Le lecteur peut ressentir l'impression que Lafleur n'a pas le premier rôle dans le récit, mais qu'il est un acteur parmi d'autres. En outre, il apporte des éléments permettant de comprendre ce qui s'est passé, mais il ne trouve pas la solution tout seul, et les autres personnages auraient pu parvenir à cette explication par eux-mêmes. Enfin, il n'est que spectateur de la conclusion de l'enquête. Il laisse même don Hugo Russilo régler les ardoises comme le parrain qu'il est. Les auteurs rappellent à plusieurs reprises que l'Orfèvre a un passé, sans se lancer dans son exposition par ordre chronologique. Finalement le lecteur ne connaît Charles-Albert Lafleur que comme un individu qu'il pourrait rencontrer à l'occasion d'une soirée, sans accès privilégié à sa vie passée, à ses pensées personnelles, un individu un peu prééminent parmi d'autres.


Éric Warnauts & Raives racontent un polar en bonne et due forme, inscrit dans une époque reconstituée avec soin et élégance, par les images et des références qui trouvent leur place naturellement dans les dialogues. L'enquête est menée de manière naturaliste, sans s'appuyer sur des scènes spectaculaires pour épater le lecteur. Le personnage principal occupe une place au même plan que les seconds rôles, leur laissant assez d'espace pour qu'ils puissent s'incarner. Avec des pages sophistiquées, les auteurs racontent un polar dans lequel leur technicité s'efface derrière le récit, et dans lequel le personnage principal s'efface derrière les autres. Il devient plus un catalyseur qu'un héros par lequel tout arrive et qui sauverait la situation, les demoiselles en danger, en confondant le coupable et en dispensant le châtiment qu'il mérite.
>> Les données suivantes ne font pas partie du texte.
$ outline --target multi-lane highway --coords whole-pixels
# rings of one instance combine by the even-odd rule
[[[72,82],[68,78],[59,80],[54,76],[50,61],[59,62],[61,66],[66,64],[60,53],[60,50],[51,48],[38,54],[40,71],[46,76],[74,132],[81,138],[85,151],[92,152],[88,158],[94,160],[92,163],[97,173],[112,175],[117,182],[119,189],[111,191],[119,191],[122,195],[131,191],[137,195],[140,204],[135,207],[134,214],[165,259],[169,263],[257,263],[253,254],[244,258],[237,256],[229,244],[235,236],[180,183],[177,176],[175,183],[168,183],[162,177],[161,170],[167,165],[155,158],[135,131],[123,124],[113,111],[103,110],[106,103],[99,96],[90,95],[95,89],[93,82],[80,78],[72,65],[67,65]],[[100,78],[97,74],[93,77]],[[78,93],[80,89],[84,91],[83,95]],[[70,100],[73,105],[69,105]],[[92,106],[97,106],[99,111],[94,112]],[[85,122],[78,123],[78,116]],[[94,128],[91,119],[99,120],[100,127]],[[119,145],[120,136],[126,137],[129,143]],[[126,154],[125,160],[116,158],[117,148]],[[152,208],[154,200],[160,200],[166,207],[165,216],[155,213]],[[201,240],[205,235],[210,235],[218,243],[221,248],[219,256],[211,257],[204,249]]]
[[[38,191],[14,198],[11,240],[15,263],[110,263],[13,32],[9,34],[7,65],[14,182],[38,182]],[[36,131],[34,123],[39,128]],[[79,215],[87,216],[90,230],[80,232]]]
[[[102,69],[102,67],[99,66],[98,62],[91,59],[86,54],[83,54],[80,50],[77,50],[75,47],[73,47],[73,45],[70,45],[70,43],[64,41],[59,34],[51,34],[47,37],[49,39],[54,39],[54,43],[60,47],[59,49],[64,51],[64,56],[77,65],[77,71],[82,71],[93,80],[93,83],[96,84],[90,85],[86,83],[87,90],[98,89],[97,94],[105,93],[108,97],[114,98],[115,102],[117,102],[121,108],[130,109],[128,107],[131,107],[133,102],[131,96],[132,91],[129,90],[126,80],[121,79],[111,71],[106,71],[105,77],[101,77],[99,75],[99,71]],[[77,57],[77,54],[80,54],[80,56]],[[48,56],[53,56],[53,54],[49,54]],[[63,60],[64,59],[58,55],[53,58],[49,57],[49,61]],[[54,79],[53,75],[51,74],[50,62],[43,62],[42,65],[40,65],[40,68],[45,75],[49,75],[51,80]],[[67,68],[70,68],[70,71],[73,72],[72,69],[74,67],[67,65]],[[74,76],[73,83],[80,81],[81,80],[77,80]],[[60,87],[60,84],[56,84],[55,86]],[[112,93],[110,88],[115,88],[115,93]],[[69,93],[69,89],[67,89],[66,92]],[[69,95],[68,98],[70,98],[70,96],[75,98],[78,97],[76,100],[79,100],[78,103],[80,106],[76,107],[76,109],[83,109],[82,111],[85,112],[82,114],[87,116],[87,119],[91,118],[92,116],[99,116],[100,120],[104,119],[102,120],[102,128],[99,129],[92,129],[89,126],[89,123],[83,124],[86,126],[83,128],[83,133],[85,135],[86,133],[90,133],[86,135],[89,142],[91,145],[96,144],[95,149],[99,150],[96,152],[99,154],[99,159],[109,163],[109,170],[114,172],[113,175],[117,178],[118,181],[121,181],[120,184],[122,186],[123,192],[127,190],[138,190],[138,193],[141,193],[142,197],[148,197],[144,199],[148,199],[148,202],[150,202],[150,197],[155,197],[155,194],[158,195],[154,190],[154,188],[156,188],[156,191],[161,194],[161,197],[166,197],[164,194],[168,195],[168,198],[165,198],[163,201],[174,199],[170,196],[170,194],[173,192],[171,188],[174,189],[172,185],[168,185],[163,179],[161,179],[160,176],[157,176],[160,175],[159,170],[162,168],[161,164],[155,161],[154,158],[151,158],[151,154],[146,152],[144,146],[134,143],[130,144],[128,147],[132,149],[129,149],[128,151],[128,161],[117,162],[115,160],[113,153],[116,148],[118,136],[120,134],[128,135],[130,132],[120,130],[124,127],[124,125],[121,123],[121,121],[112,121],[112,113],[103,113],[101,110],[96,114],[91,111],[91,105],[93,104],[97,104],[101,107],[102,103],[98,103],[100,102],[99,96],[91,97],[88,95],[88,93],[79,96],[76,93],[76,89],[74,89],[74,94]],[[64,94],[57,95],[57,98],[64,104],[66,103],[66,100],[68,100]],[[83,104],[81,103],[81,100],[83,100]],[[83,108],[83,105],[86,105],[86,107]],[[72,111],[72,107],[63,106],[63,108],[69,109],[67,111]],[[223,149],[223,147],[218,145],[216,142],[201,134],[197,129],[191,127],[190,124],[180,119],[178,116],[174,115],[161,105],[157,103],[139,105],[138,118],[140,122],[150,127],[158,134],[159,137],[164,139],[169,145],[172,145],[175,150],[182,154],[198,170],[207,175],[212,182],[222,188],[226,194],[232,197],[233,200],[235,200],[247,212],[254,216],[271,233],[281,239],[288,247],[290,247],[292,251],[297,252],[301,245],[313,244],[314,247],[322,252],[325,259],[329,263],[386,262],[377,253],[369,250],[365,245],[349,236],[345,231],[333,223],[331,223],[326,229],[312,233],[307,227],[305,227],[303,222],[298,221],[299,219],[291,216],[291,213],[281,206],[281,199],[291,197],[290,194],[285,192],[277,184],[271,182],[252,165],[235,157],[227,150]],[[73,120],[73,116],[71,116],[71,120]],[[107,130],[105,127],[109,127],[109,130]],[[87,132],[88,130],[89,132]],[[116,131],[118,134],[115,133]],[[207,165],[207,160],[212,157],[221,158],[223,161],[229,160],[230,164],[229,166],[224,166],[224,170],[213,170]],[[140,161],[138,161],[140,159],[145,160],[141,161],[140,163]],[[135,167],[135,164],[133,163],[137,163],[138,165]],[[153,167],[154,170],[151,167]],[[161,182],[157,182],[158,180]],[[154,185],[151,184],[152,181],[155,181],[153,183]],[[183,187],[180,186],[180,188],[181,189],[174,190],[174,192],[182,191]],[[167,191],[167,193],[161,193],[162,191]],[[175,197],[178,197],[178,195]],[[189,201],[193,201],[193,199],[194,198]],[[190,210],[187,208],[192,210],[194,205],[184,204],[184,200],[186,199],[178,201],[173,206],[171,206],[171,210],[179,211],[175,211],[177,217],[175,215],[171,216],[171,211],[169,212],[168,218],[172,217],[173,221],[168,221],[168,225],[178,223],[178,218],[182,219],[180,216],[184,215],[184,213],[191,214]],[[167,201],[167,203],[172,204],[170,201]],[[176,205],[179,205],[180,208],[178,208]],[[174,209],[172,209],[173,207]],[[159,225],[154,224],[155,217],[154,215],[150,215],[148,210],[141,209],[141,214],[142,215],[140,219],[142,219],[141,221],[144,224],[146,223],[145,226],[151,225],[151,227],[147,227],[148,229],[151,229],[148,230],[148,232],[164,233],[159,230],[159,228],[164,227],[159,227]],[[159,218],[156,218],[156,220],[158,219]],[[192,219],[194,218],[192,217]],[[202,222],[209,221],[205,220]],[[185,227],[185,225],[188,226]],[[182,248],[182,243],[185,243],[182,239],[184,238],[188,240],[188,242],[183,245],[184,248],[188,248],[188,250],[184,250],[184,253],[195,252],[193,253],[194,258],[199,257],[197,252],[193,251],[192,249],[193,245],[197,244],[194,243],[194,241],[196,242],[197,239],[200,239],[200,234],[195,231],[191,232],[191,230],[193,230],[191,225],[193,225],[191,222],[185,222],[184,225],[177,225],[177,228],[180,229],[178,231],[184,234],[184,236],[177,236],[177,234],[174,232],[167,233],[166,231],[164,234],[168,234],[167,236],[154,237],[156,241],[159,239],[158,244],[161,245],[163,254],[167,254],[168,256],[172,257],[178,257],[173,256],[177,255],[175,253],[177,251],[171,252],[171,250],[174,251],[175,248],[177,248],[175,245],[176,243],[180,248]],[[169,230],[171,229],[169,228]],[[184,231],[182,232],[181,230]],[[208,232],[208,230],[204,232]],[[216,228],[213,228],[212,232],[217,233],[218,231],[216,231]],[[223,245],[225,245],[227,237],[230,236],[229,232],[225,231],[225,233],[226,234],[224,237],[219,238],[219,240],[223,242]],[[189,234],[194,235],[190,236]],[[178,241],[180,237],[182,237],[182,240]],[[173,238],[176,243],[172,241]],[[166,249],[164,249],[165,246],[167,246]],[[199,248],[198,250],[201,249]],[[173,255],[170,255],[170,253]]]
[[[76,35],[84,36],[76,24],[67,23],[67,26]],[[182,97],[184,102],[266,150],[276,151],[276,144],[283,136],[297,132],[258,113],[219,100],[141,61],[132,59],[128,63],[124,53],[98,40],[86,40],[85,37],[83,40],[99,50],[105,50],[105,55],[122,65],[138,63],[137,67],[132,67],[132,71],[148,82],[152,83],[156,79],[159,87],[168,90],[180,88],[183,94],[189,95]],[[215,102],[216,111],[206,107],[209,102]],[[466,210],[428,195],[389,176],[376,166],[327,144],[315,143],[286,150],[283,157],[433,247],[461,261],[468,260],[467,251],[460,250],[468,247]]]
Ils réalisent une histoire adulte, s'étant émancipée de la formule du héros sauveur, attestant d'une vision de la réalité moins manichéenne et plus mesurée, reconnaissant la complexité du monde et de la société, par une résolution en demi-teinte, faisant apparaître les limites du pouvoir d'action de l'Orfèvre, simple être humain parmi d'autres.